Here are some common career paths for professionals who major in artificial intelligence or a related area:
Data scientists collect and organise data and analyse this information to make predictions. They develop algorithms to create artificial intelligence systems that can use data to perform tasks. These professionals may also study the outcomes of these applications to generate insights and make modifications to improve their performance. Businesses in many industries, such as information technology and finance, hire data scientists who can help them analyse data to identify opportunities for growth.
Machine learning Engineer
Machine learning engineers are responsible for creating programs that allow computers to respond and react to various situations without programming. They create and write code for machines to apply predictive models based on statistical methods. With these algorithms, computers gradually become more proficient in making recommendations. For example, a machine learning engineer may develop voice recognition software that becomes more responsive to a person’s voice. These professionals can work in various industries, including automotive, finance and supply chain management.
Computer engineers create, develop and test computer software and hardware systems. They design hardware components, such as processors or routers, and write software programs for computers. These professionals ensure the hardware and software systems function correctly together. Many of these professionals choose to specialise in AI. For example, a computer engineer may be responsible for building a robotics system that can automate certain tasks. Computer engineers can find jobs in many areas, such as aeronautics, research and technology.

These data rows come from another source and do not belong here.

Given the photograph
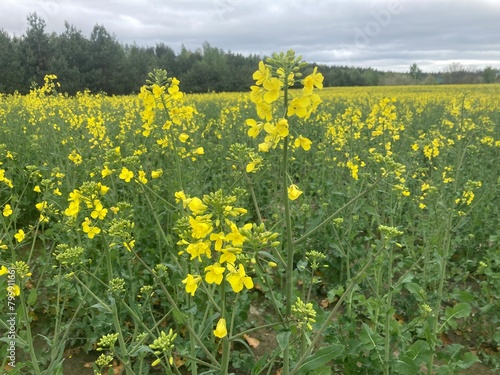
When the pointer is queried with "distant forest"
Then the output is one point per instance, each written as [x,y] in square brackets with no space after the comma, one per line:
[103,64]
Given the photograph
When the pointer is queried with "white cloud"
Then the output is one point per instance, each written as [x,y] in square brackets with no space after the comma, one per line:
[385,34]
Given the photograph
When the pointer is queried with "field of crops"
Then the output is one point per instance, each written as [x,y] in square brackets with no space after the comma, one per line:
[358,229]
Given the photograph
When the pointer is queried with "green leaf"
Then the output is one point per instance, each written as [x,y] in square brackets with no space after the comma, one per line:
[321,357]
[419,351]
[415,290]
[460,310]
[283,339]
[405,365]
[31,297]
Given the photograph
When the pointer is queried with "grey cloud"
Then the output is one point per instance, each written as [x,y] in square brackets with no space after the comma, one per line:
[385,34]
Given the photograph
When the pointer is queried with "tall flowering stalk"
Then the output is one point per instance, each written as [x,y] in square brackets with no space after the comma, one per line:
[275,107]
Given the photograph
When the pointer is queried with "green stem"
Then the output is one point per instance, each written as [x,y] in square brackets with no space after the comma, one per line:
[329,218]
[289,243]
[177,310]
[254,198]
[24,312]
[388,317]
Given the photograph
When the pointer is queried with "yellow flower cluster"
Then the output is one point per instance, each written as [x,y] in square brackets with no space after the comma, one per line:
[208,234]
[266,92]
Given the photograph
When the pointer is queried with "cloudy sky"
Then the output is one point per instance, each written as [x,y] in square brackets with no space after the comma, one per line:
[384,34]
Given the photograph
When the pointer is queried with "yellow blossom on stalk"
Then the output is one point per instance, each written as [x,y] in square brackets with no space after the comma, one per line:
[197,206]
[293,192]
[106,171]
[199,151]
[181,197]
[314,79]
[14,289]
[214,273]
[229,255]
[238,278]
[73,209]
[235,236]
[3,270]
[251,166]
[303,142]
[90,229]
[299,106]
[126,175]
[99,211]
[41,206]
[103,189]
[218,238]
[7,210]
[262,74]
[20,235]
[354,169]
[272,89]
[255,128]
[201,227]
[221,330]
[264,111]
[75,157]
[197,249]
[142,177]
[129,245]
[157,173]
[191,282]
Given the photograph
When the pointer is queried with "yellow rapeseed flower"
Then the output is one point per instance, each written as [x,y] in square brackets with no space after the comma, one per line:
[126,175]
[7,210]
[157,173]
[294,192]
[20,235]
[214,273]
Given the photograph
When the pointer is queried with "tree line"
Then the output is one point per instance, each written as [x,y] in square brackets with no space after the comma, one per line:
[102,64]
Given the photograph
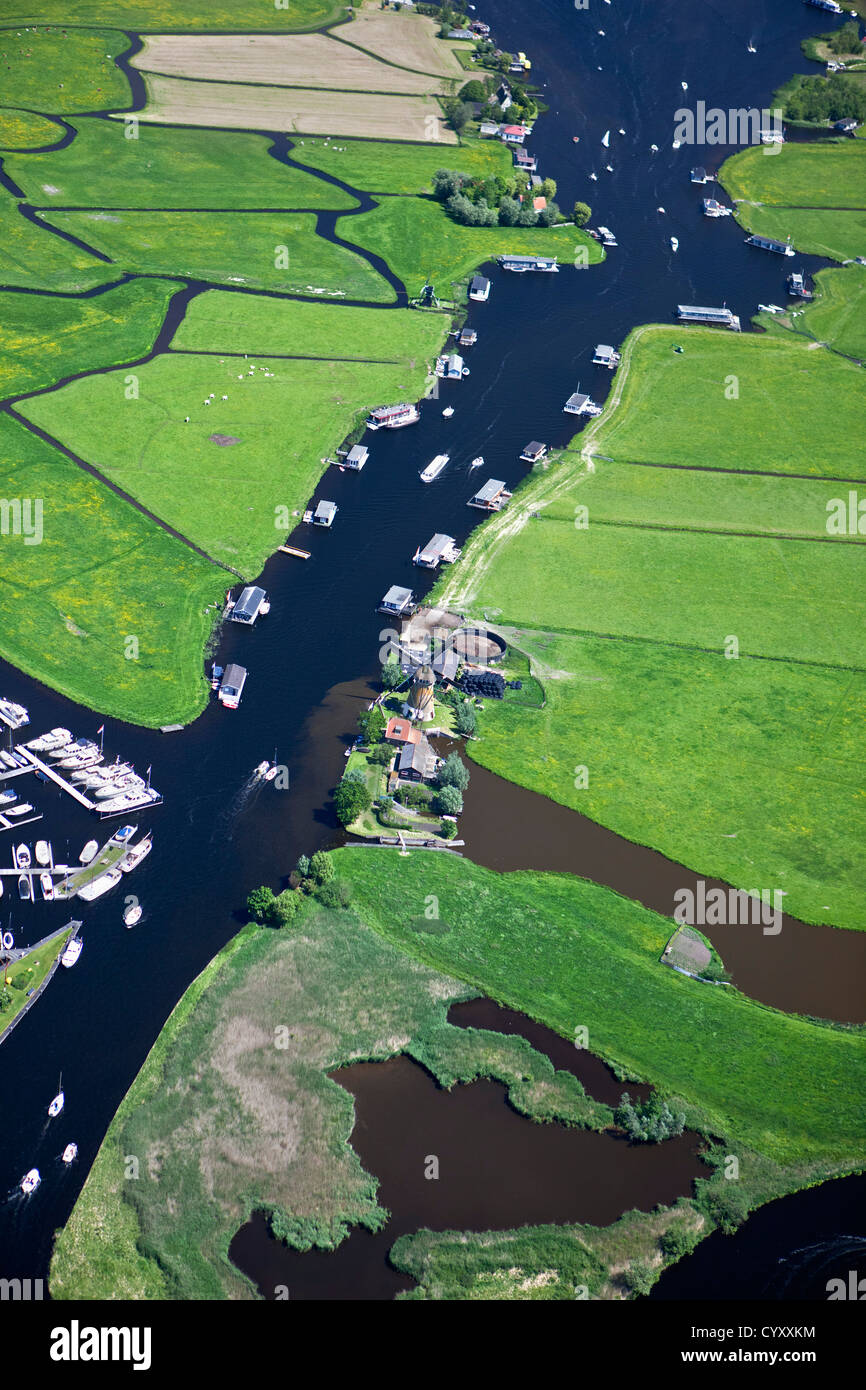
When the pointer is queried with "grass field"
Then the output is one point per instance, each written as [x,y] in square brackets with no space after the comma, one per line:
[32,257]
[25,129]
[797,410]
[820,174]
[234,106]
[237,1122]
[382,167]
[43,339]
[220,321]
[284,426]
[570,952]
[230,248]
[178,14]
[63,71]
[167,168]
[307,60]
[417,238]
[102,574]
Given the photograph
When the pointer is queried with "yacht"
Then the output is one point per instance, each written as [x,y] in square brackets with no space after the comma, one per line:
[71,952]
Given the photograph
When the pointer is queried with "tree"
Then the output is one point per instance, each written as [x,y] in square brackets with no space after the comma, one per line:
[392,673]
[260,902]
[448,801]
[466,719]
[350,801]
[453,773]
[321,866]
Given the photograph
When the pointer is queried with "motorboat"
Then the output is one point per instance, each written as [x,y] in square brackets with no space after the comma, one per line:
[103,883]
[71,952]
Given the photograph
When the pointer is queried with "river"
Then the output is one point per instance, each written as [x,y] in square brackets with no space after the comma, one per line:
[214,838]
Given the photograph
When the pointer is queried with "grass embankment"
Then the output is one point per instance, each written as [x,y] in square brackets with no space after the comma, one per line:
[60,71]
[43,338]
[417,238]
[813,193]
[27,129]
[740,767]
[260,250]
[382,167]
[234,1111]
[28,973]
[282,423]
[102,574]
[34,257]
[223,323]
[570,954]
[167,168]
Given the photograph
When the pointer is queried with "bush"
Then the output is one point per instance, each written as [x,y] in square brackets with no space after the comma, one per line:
[260,904]
[453,773]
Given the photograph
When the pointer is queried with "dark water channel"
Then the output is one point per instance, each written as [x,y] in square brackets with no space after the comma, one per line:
[216,837]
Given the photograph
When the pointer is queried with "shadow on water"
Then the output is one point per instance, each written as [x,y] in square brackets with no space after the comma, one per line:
[496,1171]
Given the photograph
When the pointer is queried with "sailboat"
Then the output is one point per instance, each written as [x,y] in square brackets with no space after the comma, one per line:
[54,1108]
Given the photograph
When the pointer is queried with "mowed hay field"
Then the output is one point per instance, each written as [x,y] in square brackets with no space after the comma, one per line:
[309,60]
[175,102]
[102,573]
[224,498]
[235,248]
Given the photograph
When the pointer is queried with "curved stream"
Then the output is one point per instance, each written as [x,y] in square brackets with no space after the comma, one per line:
[217,834]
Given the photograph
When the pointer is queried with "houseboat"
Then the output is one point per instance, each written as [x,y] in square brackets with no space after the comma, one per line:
[356,458]
[396,602]
[523,263]
[480,289]
[797,285]
[699,314]
[250,603]
[231,685]
[580,405]
[606,356]
[394,417]
[492,496]
[439,549]
[434,467]
[769,243]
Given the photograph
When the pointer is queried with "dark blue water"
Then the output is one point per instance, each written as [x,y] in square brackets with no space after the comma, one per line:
[537,335]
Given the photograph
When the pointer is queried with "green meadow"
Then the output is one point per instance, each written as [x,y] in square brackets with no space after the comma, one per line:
[281,424]
[220,321]
[820,174]
[32,257]
[387,167]
[61,71]
[167,167]
[260,250]
[797,409]
[68,608]
[570,954]
[43,338]
[417,238]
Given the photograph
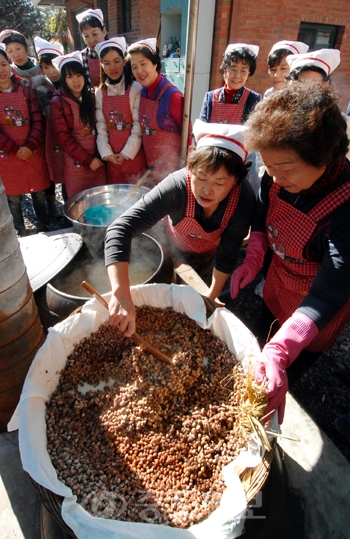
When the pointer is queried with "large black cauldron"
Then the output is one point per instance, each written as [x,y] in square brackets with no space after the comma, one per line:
[149,263]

Robotics engineers use their computer science and engineering skills to design, build and test robotic devices. Robotics is a branch of AI that focuses on programming devices to interact in a real-world environment. These devices require special hardware that robotics engineers develop and test for efficiency. They also create the electrical components that allow the robotic device to function physically. For example, a robotics engineer may develop a robot that can perform medical procedures. These professionals can work in areas such as manufacturing, health care and transportation.

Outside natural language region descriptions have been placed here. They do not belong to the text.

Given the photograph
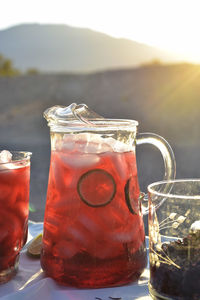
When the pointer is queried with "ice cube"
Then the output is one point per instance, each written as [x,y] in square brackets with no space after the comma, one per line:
[195,226]
[81,160]
[5,156]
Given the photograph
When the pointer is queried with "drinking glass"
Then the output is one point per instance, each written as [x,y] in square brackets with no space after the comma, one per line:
[14,200]
[174,239]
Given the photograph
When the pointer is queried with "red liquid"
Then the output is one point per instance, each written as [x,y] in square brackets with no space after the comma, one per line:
[93,228]
[14,196]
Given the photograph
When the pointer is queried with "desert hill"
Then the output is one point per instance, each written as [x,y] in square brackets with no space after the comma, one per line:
[61,48]
[164,99]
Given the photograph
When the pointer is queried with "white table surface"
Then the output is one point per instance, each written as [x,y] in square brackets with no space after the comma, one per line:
[31,284]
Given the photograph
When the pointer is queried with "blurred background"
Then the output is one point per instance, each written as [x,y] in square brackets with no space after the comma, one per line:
[125,59]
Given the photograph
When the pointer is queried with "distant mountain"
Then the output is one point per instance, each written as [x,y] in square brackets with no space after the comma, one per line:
[164,99]
[61,48]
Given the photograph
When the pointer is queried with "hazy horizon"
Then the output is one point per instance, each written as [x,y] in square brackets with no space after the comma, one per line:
[168,25]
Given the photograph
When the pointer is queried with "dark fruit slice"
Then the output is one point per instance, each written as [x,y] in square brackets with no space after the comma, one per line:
[96,188]
[132,200]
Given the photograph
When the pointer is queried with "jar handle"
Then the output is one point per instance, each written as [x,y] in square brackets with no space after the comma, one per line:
[168,158]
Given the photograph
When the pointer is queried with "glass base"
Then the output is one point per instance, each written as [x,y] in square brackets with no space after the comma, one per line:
[9,273]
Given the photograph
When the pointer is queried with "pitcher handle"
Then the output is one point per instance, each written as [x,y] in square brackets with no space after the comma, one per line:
[168,158]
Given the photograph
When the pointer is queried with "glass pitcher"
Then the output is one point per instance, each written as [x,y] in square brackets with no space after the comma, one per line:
[93,227]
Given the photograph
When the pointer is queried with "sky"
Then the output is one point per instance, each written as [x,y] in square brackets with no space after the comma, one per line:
[172,25]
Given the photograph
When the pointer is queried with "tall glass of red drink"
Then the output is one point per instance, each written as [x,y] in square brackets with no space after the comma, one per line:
[14,201]
[93,228]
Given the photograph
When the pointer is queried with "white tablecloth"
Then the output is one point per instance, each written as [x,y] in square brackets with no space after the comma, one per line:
[31,284]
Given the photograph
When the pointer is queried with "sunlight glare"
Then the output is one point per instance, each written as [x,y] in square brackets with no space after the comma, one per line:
[171,25]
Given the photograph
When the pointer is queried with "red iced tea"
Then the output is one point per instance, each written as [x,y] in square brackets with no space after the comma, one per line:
[14,196]
[93,228]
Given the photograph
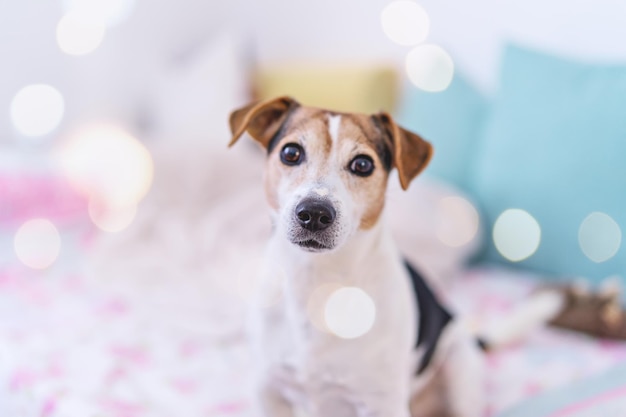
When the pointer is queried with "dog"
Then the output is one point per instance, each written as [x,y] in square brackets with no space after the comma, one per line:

Software engineers design, develop and maintain computer software using their analysis and computer science skills. They work closely with developers to explain the software functionalities so they can write code for the program. These professionals make recommendations for software upgrades and perform regular maintenance to keep the software working correctly. Many software engineers specialise in machine learning, where they create software that enables computers to identify patterns in data to make decisions and automate processes. They often work in the technology or research industries.